I've gone back and forth on this over and over again. In the end, I think it might be best to implement a proof-of-concept for both cases and see what feels better.

It's two of us here. I like scikit-learn style but I then wonder if it adds anything more to this context... I agree, perhaps trying the other option indipendently and see how it feels is the best before making a final decision. So far I have no capacity to work on this given that the current status works very well anyways, I am happy if anyone else wants to give it a spin or let it sit until I get time myself ;)

More important than that, what are your thoughts on supporting Dask for out-of-core and parallel inversions?

Yes!

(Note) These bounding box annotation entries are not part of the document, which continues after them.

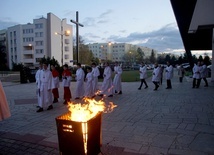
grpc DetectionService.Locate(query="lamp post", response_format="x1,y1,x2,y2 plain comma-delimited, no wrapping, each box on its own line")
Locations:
70,11,84,63
55,18,70,65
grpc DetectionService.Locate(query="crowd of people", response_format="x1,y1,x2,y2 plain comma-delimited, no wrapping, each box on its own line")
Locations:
35,62,122,112
35,62,208,112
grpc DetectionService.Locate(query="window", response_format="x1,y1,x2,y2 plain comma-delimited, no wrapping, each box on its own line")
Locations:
36,58,42,62
36,41,43,46
36,49,43,54
35,23,43,29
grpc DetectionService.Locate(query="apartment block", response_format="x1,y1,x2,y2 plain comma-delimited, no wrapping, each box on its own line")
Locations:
7,13,73,69
88,42,157,62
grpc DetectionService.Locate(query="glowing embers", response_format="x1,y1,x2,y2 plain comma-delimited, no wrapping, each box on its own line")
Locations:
56,98,116,155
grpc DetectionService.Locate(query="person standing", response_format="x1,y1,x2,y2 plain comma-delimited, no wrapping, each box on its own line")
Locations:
85,67,94,98
192,61,202,88
152,63,160,90
75,63,85,99
91,63,100,97
51,65,59,103
138,62,148,90
37,63,53,112
201,61,208,87
113,62,123,94
166,62,173,89
35,63,43,107
178,65,185,83
62,64,72,104
99,62,113,97
0,80,11,121
159,65,164,85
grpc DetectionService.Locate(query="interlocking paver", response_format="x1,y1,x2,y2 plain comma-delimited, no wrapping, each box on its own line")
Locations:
0,76,214,155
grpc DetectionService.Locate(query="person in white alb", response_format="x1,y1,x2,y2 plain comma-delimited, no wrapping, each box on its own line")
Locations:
91,63,100,97
201,61,208,87
85,67,94,98
37,63,53,112
113,62,123,94
62,64,72,105
75,63,85,99
0,79,11,121
35,63,42,107
192,61,202,88
165,62,173,89
152,63,160,90
99,62,113,97
51,65,59,103
138,62,148,90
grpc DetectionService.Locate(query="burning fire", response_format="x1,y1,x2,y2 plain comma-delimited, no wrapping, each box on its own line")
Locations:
68,98,117,154
68,98,117,122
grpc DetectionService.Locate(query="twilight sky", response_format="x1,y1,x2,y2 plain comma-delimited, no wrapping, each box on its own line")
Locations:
0,0,184,52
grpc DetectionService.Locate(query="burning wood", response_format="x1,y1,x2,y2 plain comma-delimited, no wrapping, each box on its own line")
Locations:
56,98,117,155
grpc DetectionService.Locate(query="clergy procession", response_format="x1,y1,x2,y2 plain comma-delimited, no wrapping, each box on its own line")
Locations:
35,62,122,112
35,62,208,112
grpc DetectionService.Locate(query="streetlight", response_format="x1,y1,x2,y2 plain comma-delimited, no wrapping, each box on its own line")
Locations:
70,11,84,63
55,19,71,65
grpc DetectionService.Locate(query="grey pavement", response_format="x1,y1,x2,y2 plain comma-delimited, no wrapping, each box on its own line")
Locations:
0,76,214,155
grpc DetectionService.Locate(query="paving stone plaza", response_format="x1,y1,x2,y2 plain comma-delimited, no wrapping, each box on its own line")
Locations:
0,74,214,155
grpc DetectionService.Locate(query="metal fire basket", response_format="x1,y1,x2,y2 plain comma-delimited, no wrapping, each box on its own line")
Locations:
56,112,102,155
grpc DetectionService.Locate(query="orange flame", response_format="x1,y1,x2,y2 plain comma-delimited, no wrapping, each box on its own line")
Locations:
68,98,117,154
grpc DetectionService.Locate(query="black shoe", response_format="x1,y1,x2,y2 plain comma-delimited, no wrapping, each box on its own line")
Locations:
36,107,43,112
47,105,53,110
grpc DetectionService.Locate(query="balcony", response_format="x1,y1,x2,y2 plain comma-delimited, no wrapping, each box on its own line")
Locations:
65,46,69,51
65,39,70,44
23,58,34,63
23,50,33,54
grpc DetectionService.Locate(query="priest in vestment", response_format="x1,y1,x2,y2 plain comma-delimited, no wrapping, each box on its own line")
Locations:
91,63,100,96
0,80,11,121
51,65,59,103
99,63,113,97
62,64,72,104
75,63,85,99
37,63,53,112
113,62,123,94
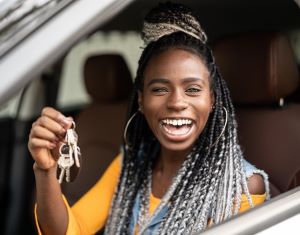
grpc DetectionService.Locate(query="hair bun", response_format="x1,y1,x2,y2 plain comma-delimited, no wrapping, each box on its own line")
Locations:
142,2,207,44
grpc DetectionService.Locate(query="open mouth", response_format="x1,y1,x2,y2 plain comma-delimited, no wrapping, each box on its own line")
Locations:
161,118,193,136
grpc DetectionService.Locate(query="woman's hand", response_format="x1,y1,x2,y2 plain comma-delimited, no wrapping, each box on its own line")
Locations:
28,107,72,170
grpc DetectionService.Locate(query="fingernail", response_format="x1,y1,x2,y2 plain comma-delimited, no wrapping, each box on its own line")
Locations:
49,142,56,149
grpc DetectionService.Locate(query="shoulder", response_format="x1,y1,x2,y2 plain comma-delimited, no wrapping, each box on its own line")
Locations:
247,174,266,195
243,159,268,195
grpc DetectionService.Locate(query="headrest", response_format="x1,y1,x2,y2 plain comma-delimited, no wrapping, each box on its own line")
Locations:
83,54,132,103
214,32,299,104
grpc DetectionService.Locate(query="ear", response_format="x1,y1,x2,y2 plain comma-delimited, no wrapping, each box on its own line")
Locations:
138,91,143,112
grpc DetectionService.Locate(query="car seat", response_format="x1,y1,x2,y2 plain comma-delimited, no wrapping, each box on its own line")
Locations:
62,54,132,205
213,32,300,196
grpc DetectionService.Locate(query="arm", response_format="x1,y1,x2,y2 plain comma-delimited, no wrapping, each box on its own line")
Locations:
28,108,71,235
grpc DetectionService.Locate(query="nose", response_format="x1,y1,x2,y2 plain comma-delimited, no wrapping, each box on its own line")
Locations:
167,91,188,111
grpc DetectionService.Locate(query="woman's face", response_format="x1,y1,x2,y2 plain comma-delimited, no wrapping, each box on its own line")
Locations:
139,49,214,154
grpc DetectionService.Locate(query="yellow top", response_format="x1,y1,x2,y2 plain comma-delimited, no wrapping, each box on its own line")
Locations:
35,155,266,235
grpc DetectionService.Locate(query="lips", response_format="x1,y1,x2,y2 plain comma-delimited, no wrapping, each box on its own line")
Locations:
161,118,194,141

It's already available here https://github.com/equinor/pylops-distributed :) This is experimental and driven by needs (not all operators of PyLops are also avaiable in their distributed part...), but it seems to work very well and would be happy to give more traction to that. My idea is that this is worth a separate project, 1. to avoid increasing the dependencies of PyLops (not everyone needs, wants to use out-of-core operators), 2. to keep it on 0.x.x version and allow much more freedom to make backward incompatible changes until a more mature stage.

Btw, our paper was finally published, I am happy to move on towards v2 and the split... quite busy in these days so I am not sure about timeframe but hopefully you will have a strip down version in coming months and all the heavy geophysics will move to its indipendent project ;)

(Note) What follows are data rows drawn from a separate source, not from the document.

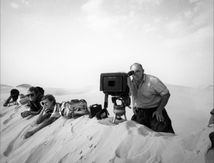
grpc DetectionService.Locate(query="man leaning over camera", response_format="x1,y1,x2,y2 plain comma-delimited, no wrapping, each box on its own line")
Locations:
128,63,174,133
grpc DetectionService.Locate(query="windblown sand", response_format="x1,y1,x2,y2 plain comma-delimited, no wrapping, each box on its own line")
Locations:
0,86,214,163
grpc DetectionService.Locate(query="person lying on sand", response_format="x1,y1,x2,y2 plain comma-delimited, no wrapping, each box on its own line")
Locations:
21,87,44,118
24,94,61,139
3,89,19,107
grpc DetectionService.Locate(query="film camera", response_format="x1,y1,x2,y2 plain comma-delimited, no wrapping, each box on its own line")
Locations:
100,71,134,122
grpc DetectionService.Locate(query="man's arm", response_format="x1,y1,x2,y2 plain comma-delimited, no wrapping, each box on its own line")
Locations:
152,93,170,122
157,93,170,111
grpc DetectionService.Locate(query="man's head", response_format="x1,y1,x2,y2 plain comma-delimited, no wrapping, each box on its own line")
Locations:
130,63,144,81
10,89,19,101
27,87,39,102
41,94,56,109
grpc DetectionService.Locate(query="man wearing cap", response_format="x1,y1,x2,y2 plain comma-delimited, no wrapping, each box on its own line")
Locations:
127,63,174,133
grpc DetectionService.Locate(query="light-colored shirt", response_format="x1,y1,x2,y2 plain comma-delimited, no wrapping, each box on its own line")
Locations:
131,74,169,109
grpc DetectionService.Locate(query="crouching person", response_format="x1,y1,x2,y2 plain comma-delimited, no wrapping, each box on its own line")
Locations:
24,95,61,139
21,87,44,118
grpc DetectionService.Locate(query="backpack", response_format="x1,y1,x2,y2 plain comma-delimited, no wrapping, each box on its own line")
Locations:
96,109,109,120
89,104,102,118
60,99,89,118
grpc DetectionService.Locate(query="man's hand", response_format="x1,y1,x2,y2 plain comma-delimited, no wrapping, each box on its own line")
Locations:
152,110,164,122
24,130,35,139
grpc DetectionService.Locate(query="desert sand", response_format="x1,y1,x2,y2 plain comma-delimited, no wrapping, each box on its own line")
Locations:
0,85,214,163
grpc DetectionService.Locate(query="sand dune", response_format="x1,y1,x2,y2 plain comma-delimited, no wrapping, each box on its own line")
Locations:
0,84,214,163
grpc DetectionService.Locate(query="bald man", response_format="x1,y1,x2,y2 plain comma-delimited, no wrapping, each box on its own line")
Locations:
128,63,174,133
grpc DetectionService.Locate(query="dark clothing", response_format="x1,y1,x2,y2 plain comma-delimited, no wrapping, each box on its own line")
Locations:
28,101,42,113
131,107,175,133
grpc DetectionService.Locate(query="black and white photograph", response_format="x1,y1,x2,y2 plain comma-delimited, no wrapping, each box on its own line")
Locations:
0,0,214,163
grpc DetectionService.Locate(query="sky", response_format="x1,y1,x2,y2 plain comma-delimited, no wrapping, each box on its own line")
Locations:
1,0,213,88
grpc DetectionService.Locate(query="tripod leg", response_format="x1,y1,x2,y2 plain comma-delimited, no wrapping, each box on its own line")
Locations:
113,114,117,123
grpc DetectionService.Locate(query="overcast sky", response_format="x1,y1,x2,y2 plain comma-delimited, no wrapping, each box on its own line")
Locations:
1,0,213,88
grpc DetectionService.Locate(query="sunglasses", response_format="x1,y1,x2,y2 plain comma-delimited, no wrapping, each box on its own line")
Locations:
27,93,35,97
40,101,48,106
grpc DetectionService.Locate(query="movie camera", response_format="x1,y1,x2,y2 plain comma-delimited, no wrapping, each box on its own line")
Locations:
100,71,134,120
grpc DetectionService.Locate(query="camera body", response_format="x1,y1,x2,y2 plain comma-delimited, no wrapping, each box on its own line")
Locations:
100,72,129,97
100,72,131,123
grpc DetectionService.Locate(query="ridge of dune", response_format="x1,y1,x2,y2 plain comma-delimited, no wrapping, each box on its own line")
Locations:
0,103,212,163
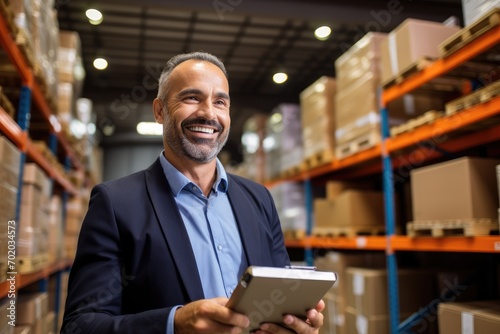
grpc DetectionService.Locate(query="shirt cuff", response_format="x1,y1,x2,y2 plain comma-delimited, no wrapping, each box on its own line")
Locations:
167,305,182,334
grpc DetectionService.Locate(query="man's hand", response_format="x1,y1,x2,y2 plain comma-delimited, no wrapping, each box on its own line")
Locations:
174,298,250,334
255,300,325,334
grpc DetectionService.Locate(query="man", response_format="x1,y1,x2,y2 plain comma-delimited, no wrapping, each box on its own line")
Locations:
62,52,324,334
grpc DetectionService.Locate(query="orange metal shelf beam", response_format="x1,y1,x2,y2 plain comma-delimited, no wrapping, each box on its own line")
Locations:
0,107,27,152
0,15,33,88
285,236,387,250
0,260,72,299
265,144,382,188
381,26,500,105
391,236,500,253
386,97,500,152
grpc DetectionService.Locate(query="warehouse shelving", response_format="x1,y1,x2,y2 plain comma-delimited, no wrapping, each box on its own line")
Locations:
0,10,78,326
269,15,500,334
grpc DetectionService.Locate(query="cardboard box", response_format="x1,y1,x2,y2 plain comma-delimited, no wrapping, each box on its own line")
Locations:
300,76,337,158
438,301,500,334
462,0,500,26
411,157,500,221
335,32,387,91
319,293,347,334
346,267,434,318
16,292,49,325
381,19,460,82
314,190,385,227
314,251,385,302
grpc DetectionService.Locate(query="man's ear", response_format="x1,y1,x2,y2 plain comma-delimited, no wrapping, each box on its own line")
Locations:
153,98,164,124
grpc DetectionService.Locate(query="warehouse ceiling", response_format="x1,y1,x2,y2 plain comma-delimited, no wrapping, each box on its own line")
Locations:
56,0,462,161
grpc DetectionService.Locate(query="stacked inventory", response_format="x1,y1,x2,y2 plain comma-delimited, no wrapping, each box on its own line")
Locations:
270,182,306,238
0,136,21,282
17,163,51,273
313,181,385,237
263,103,303,180
408,157,499,236
314,251,385,334
335,33,386,158
346,267,434,334
300,77,336,169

leouieda commented 4 years ago

So far I have no capacity to work on this given that the current status works very well anyways, I am happy if anyone else wants to give it a spin or let it sit until I get time myself ;)

Two of us here as well :slightly_smiling_face:

Yes! It's already available here https://github.com/equinor/pylops-distributed :)

Awesome! I'll check it out. I agree that it's worth starting off as a separate project to move fast. Might be worth integrating in the future with Dask as an optional dependency.

Cool stuff! Now I just need some time to play around with code for a change...

mrava87 commented 4 years ago

Great :) happy to hear what you think about pylops-distributed (it’s still very much in experimental phase) and hopefully will get some time in near future to deal with this issue ;)

prisae commented 1 year ago

Did it happen? Cool!

mrava87 commented 1 year ago

No, it did not happen... but given how far we have gone and the very limited interest to split the library in parts I think we should not do it at this point, rather focus on solidifying the components that are more heavily requested and let everything else evolve as time and interest requires ;)

prisae commented 1 year ago

Ah - fair enough!

(Good to have your reasoning here written too, if someone looks for it / for future reference.)